Нахмурился и Новицкий. Когда они вышли из машины, художник сказал:
– Эх-эх-эх, товарищ начальник, до чего же вы тут довели это сооружение. Ведь еще года три-четыре - и развалится храм. Конечно, не бог весть какой архитектурный памятник, но красиво как поставлен в парке. И озеро вдали блестит.
– Вы Мухина-то не расстраивайте.
– Корнилов вздохнул полной грудью, подставив лицо ласковому осеннему солнцу.
– Лучше потеребите товарищей из Общества по охране памятников.
– Если бы у них одна эта церковь была! Объектов много, а денег... Новицкий сделал красноречивый жест.
– Ладно. Давайте делом займемся, - сказал подполковник.
– Кто нам церковь откроет?
– Сторож совхозный, Баланин. Да вот и он.
– Участковый инспектор показал на согнутого недугом старика, стоявшего в сторонке, под раскидистой липой.
– Прохор Савельич!
– крикнул он.
Старик не спеша подошел, поздоровался. Глянул снизу вверх на Корнилова. Подполковник отметил, что глаза у старика были совсем молодые, синие, не выцветшие. "Оттого, что он все время вниз, в землю смотрит, что ли?" - подумал подполковник.
– Чем могу?
– спросил Баланин.
– Храм отворить?
– Открой, дядя Прохор, пожалуйста, - попросил Мухин.
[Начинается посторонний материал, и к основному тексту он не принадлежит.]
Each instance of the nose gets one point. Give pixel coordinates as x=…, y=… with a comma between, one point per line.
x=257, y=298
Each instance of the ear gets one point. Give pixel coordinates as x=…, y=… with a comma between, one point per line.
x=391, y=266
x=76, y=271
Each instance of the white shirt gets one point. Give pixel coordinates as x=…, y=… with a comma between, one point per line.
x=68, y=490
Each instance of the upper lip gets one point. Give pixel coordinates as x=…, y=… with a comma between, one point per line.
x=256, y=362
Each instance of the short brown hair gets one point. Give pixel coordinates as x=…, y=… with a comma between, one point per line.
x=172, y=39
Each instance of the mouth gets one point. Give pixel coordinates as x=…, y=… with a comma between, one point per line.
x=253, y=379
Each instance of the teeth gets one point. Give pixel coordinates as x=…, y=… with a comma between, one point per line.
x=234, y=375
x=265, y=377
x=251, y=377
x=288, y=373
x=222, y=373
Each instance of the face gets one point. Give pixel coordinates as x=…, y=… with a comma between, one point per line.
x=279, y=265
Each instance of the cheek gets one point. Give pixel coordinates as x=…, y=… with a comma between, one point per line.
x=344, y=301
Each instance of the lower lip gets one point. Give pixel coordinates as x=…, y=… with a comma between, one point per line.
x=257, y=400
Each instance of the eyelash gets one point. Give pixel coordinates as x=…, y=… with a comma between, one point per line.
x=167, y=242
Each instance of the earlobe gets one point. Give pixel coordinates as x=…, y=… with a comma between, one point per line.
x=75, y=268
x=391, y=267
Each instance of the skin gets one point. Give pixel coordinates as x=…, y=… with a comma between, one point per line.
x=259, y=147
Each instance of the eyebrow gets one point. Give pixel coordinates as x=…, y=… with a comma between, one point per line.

– Товарищ подполковник из Ленинграда приехал, с милиции. А товарищ Новицкий художник.
Прохор Савельич скосился на Новицкого. Губы его расплылись в улыбке.
– Знаем, знаем, - сказал он.
– У меня дома две картинки ваших висят, Николай Николаевич. Репродукции.
– Он быстро открыл амбарный замок, растворил дверь.
– Две картинки?
– обрадовался Новицкий.
– Вот не ожидал. Польщен, знаете ли. А какие?
– он остановился на пороге церкви и заинтересованно смотрел на старика.
– "Лужская степь" и "Веранда".
– Прохор Савельич посторонился, пропуская в церковь Корнилова и участкового инспектора.
– "Веранда", знаете, там, где рябина на столе.